Toi, ange de la terre, ta superbe t’a fait choir aussi de la sublimité du sacerdoce et des sommets de la vertu, dans un abîme de misères, et si tu ne renonces pas à tes crimes, tu rouleras jusqu’aux profondeurs de l’enfer. Tu as fait de toi-même et du monde ton seigneur et ton dieu. Tu as joui du monde, en cette vie : ta propre sensualité s’est gorgée de ses plaisirs, ô prêtre, que j’avais revêtu du sacerdoce, pour mépriser le monde et ta propre sensualité ! Eh bien ! maintenant, dis donc au monde, dis donc à ta sensualité, de plaider pour toi devant moi, le Juge souverain ! Ils te répondront qu’ils ne peuvent t’être d’aucun secours ; ils se riront de toi ; ils diront que tu as bien mérité ton sort, qu’il est juste que tu demeures confondu et réprouvé, devant Moi et devant le monde.

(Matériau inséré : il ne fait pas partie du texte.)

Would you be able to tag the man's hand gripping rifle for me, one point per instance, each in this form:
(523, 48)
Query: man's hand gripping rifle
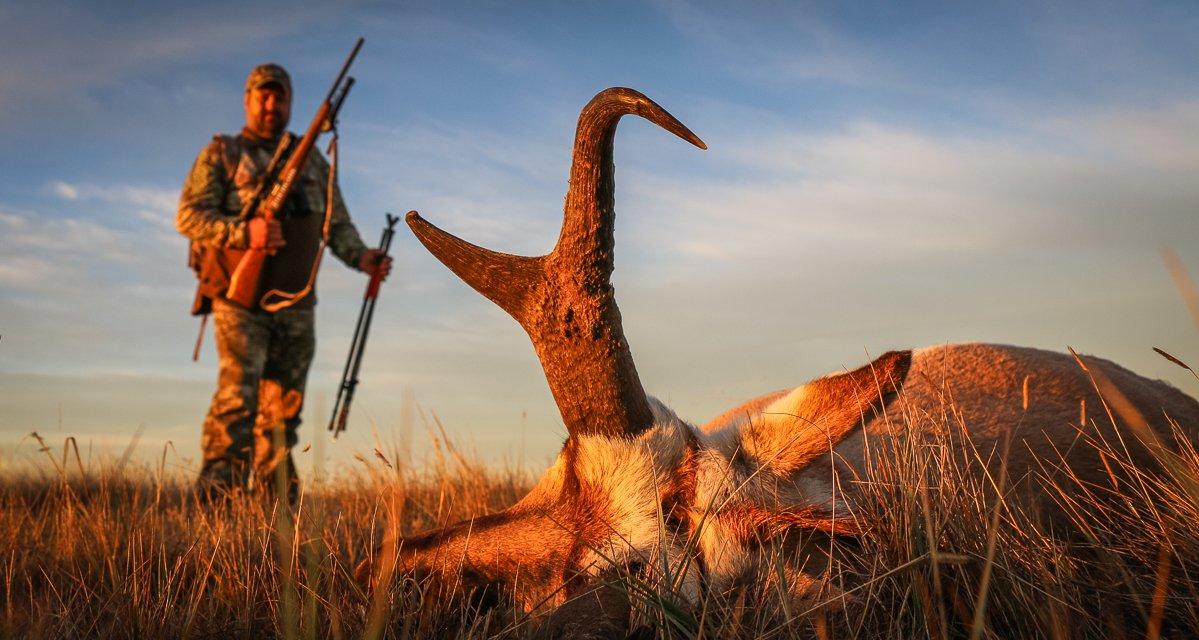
(359, 344)
(243, 284)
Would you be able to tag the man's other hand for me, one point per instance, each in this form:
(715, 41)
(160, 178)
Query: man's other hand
(265, 234)
(374, 259)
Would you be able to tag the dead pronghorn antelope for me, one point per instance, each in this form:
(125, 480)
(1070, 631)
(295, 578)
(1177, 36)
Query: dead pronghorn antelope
(634, 487)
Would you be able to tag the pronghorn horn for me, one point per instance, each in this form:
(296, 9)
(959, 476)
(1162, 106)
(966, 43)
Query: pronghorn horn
(565, 300)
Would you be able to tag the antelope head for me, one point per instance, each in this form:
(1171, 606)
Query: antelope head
(636, 488)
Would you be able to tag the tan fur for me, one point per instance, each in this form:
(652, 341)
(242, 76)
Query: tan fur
(782, 470)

Tu ne vois pas ton malheur, parce que, je te l’ai dit, la corne de ton orgueil t’a aveuglé. Mais tu le verras, au moment de la mort, alors que tu ne trouveras en toi-même aucune vertu pour éviter la damnation ; il n’en est point d’autre, en effet, que dans ma miséricorde, et dans l’espérance de ce sang précieux, dont je t’ai fait le ministre. Tune seras pas privé de cette assistance, pas plus que les autres, pourvu que tu veuilles espérer dans le Sang et dans ma Miséricorde. Mais nul ne doit être assez fou ni assez aveugle, pour attendre ce dernier moment.

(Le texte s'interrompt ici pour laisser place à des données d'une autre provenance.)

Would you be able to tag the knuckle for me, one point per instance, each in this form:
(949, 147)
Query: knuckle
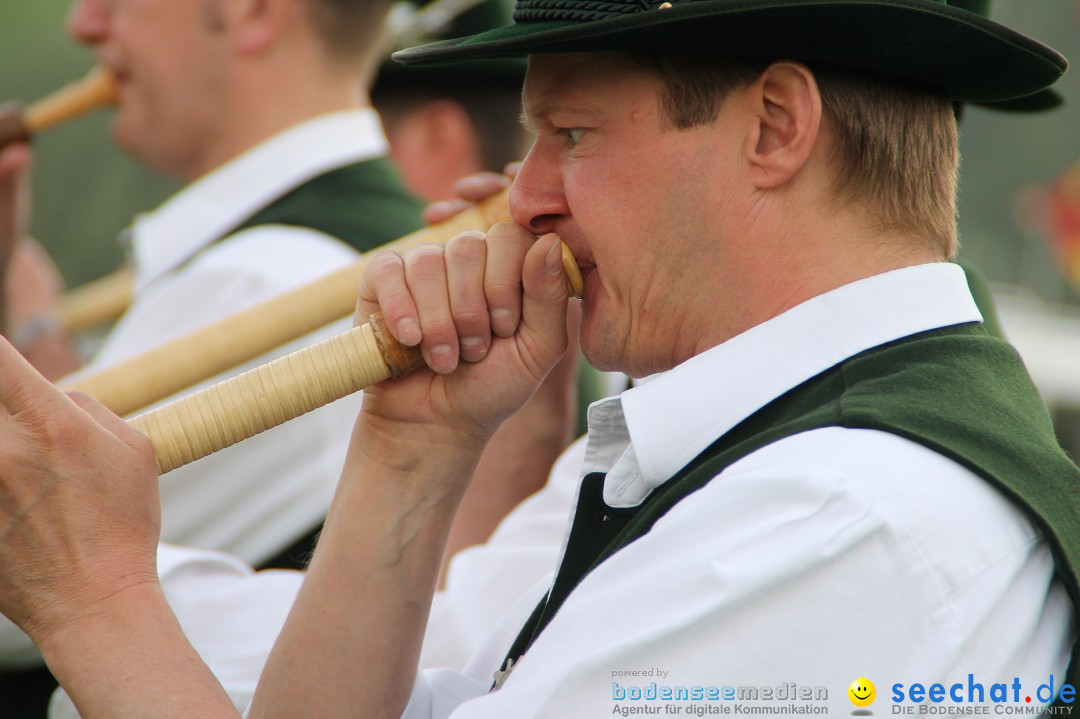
(470, 317)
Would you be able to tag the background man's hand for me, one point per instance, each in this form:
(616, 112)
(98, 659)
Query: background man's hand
(471, 190)
(14, 198)
(79, 509)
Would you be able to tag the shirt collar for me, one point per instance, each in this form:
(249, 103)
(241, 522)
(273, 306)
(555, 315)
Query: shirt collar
(216, 203)
(676, 415)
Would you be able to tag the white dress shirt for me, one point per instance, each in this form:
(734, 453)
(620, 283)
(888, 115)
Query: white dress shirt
(821, 558)
(253, 499)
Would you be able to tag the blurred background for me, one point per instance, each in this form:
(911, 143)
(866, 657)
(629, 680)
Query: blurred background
(1020, 205)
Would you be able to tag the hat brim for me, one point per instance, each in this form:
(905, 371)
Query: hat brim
(969, 58)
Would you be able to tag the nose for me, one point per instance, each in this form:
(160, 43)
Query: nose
(88, 22)
(537, 201)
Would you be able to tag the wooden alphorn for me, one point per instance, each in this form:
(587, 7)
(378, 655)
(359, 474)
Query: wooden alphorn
(142, 381)
(96, 90)
(221, 415)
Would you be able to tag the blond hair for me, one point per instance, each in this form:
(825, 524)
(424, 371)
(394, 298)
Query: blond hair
(895, 145)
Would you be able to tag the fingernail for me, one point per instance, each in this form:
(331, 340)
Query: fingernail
(554, 259)
(502, 323)
(443, 360)
(472, 349)
(408, 331)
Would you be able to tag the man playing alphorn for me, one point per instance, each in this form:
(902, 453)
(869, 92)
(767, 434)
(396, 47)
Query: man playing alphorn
(835, 474)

Songe, qu’à cette heure dernière, le démon, le monde, la sensualité propre, accusent l’homme qui a vécu dans l’iniquité. Ils ne le trompent plus ils n’essayent plus de lui faire trouver la douceur là où il n’y a que de l’amertume, le bien où il n’y a que mal, la lumière où il n’y a que ténèbres, comme ils avaient accoutumé de faire pendant sa vie ; ils lui découvrent la vérité telle qu’elle est. Le chien de la conscience, jusque-là muet, commence à aboyer avec tant de violence, qu’il réduit l’âme presque au désespoir. C’est là l’extrême péril qu’il lui faut éviter, en recevant avec confiance le Sang, malgré tous les crimes qu’elle a commis ; car ma Miséncorde, qu’il reçoit par le Sang, est incomparablement plus grande que tous les péchés qui se commettent dans le monde.

Mais, je le répète, que personne ne diffère jusqu’à ce dernier instant ; car c’est une chose terrible pour l’homme, que de se trouver désarmé sur le champ de bataille, au milieu de tant d’ennemis.